Pour le lecteur la question se pose dès le départ, puisque même le robot semblant chapeauter tout cela regrette que sa programmation l'empêche de se suicider. Pour l'un des héros de ce roman, dressé à ne surtout pas s'interroger, la question s'insinuera plus tard : lorsqu'il tombera sur des vieux films muets, mettant en scène des familles et des gens semblant heureux de vivre, de ressentir des émotions. Enfin, cette question se posera plus ouvertement lorsque ce héros découvrira une vieille vidéo destinée… à l'apprentissage de la lecture et de l'écriture. Un monde nouveau s'ouvrira alors à lui, empli de questions obsédantes qui le pousseront à explorer bibliothèques et interdits… Grain de sable dans l'engrenage, ce tutoriel fera parler les films muets, boîtes noires d'un bonheur d'antan qui ne demande qu'à renaître de ses cendres. le héros déchiffrera aussi les textes fondateurs des sociétés passées, même s'il constatera (comme dans 1984) que L Histoire a été réécrite avant d'avoir été oubliée. Face à ce naufrage de l'humanité et de notre civilisation, il suffirait pourtant d'une arche télépathique, d'un Noé des temps modernes et d'une nouvelle Eve, prête à croquer les fruits défendus d'une ancienne civilisation redécouverte, pour nous sauver tous… Sauf à être « détectés » avant, et neutralisés.

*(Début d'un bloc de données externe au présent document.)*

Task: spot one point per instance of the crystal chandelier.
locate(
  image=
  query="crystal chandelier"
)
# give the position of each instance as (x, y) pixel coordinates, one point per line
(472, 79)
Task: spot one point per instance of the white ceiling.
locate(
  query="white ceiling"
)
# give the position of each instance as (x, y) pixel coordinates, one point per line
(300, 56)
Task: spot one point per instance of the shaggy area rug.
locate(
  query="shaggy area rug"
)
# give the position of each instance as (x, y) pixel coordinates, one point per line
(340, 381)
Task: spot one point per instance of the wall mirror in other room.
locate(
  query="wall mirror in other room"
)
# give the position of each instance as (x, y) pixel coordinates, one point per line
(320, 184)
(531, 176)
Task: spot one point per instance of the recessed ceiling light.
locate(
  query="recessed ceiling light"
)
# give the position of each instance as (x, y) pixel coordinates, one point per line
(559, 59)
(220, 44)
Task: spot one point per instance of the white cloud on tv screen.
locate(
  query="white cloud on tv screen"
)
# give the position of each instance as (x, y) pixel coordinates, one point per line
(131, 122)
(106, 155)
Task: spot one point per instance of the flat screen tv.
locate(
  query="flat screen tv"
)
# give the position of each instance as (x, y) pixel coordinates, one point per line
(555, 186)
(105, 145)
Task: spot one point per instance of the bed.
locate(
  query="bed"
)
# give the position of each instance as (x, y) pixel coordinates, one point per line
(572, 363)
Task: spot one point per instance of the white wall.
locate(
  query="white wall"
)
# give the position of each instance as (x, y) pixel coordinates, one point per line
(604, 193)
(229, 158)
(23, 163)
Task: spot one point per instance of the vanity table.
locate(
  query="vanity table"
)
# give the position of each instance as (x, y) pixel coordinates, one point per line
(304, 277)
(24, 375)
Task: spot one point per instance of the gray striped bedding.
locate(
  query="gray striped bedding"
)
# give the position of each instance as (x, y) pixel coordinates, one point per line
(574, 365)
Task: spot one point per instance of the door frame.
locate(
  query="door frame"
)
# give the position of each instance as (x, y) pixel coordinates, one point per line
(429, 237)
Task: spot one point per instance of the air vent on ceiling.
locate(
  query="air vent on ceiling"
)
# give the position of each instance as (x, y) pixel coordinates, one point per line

Au début, j'ai cru à un 5 étoiles. Dommage que ma lecture ait connu un coup de mou durant tout le dernier tiers du roman, exactement comme dans Ravage, de Barjavel. Quand les romans actuels portent sur une société Instagrammable ou sur les enfants rois de Youtube, la réédition de cette dystopie oubliée semble providentielle. Décrivant une population sans contact avec autre chose que les écrans, l'auteur, qui écrivait dans les années 1980, était visionnaire. Il pousse à l'extrême les dérives sous-jacentes de notre société et interroge : Qu'y a-t-il au bout de notre logique d'individualisme et de technologie à outrance ? J'ai peu d'expérience en la matière mais je trouve que son texte a bien vieilli. Il est effrayant de découvrir ce que pourrait devenir notre futur... Des gens qui ne lisent plus pour ne rien ressentir, ne pas s'interroger, ne rien vouloir savoir et s'abrutir d'images. Si tout le texte possède une forte valeur symbolique, la parabole finale, de toute beauté, en fait une jolie fable. Symbolique mais pas simpliste, dans la mesure où le lecteur ressent des sentiments ambivalents pour ces robots que l'on nous rend attachants. Signe que l'humanité finit toujours par (re)prendre le dessus sur les machines. C'est du moins ce que l'on voudrait croire. Cette lecture invite en tous cas à redonner à l'humain la place centrale dans le contrôle de sa vie.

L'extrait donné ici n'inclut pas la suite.